“I hated you,” she said quietly. “I’m still angry. At you, at those cowards on the internet, at my parents, at the world, at Morgan…” She reached for the cardboard coffee cup. “That day you came over, I was like, ‘Oh, poor you.’ Give me a break. You think you’re the only one?”
“No, I don’t—” I shook my head helplessly.
“I did crappy things too,” Sophie said. “I wasn’t there for Morgan, not like I should have been. I feel guilty too. So you don’t win first prize, okay? You have to get in line.”
“I never meant to—” I sputtered.
“Who do I have to apologize to? You?” she said. “My parents? There’s only one person who matters, and she’s not here.”
A woman looked over at us, obviously trying to eavesdrop, probably looking for new characters for her crummy, unfinished novel. She looked away when I gave her the devil’s eyeball.

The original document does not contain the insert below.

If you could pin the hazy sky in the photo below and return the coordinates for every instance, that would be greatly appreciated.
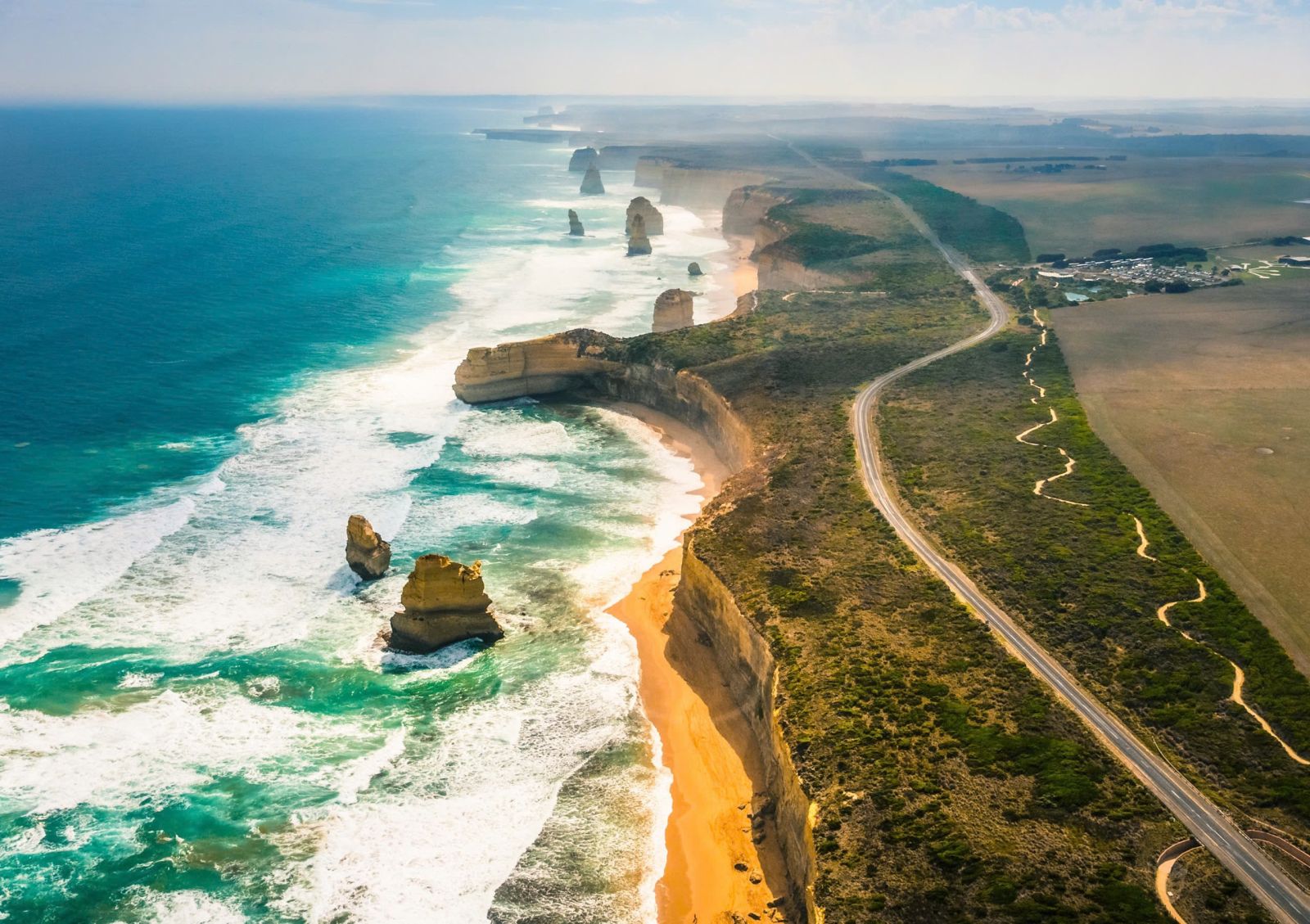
(870, 48)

“She told me about you,” Sophie said, lowering her voice. “Do you even know that? I knew about you long before that day at my locker.”
“Wait, what? You knew me?”
“We were sisters,” Sophie said, as if the bond of blood explained everything. “Maybe not the closest sisters in the world, but there were times, late at night, when we talked.”

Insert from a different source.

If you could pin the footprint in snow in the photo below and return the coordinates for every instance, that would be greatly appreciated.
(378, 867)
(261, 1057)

I sat back, trying to absorb this new information. Morgan and Sophie talking together, sharing secrets. “What did she say about me?”
“She liked you,” Sophie replied. “She said you were a good egg.”
“A good egg?”
(What the hell? An egg?)
Sophie shrugged. “Those were her words. She said you were one of the only people on the planet who treated her normal.”

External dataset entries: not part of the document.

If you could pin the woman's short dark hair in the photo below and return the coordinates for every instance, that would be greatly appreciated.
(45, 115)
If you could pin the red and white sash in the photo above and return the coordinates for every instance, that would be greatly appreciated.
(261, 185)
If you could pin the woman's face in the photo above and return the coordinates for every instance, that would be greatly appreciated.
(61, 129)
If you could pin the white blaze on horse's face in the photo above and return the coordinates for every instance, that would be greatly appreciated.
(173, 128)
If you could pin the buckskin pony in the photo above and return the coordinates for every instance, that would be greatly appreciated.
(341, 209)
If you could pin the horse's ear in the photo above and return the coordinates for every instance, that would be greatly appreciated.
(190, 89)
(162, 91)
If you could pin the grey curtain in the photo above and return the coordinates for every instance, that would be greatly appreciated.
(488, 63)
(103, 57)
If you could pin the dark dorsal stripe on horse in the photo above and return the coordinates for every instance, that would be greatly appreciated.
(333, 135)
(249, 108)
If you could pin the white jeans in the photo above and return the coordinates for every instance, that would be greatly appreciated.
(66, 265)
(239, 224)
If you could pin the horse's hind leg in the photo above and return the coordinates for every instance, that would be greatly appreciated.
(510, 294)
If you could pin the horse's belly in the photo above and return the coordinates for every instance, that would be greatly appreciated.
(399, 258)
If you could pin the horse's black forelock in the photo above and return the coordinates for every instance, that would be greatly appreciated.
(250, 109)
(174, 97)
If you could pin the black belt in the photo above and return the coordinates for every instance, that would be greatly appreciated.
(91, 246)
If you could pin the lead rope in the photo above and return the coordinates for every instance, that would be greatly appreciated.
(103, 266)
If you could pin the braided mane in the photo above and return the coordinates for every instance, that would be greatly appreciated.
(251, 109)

“I wasn’t always nice. I did some bad things.”
“No, you weren’t perfect. Sometimes you were a creep, like a lot of guys,” she said, but without malice. Sophie’s eyes flickered with kindness, and she leaned forward. “And sometimes you weren’t, okay? Morgan tried to kill herself before, more than a year ago, back over spring break. She took pills, drank. I found her asleep on the bathroom floor, called nine-one-one. They pumped her stomach at Roosevelt Hospital. I guess she never told you about that?”
I was stunned, nearly speechless. “I didn’t even know her back then.”
Sophie raised an eyebrow, gave a faint smile. “See what I’m saying. This is bigger than you. Nobody knew. My parents were ashamed, especially my father. He really freaked. They decided to keep it a secret. Morgan went back to school one week later, and we all acted like nothing happened. It worked for a while.”
We sipped the dregs of our drinks in silence. Mine had gone cold. I checked the time on my cell. “Look, we should—I’ve got a math test third period.”
Sophie didn’t move. She wasn’t finished with me yet. “You asked me to forgive you. I don’t even know what that looks like, okay? I mean, it’s not all right, what you did. But you weren’t half as bad as some of the others. And I will not forget. Forgive and forget? I don’t think so. Forgive and remember, that’s your best hope.” She paused, scratched a fingernail at the side of her coffee cup.
I waited. It was a trick I had learned from Mr. Laneway. He would sit like a turtle, careful not to fill space with empty words. He always allowed room for me to speak. Gave me time to find my thoughts and put them into words.
She now tore at the top edge of the coffee cup. “I am not strong enough to forgive you or anybody. Not yet. But I hope to be someday. For myself, not for you. I don’t want my sister’s death to define who I am.”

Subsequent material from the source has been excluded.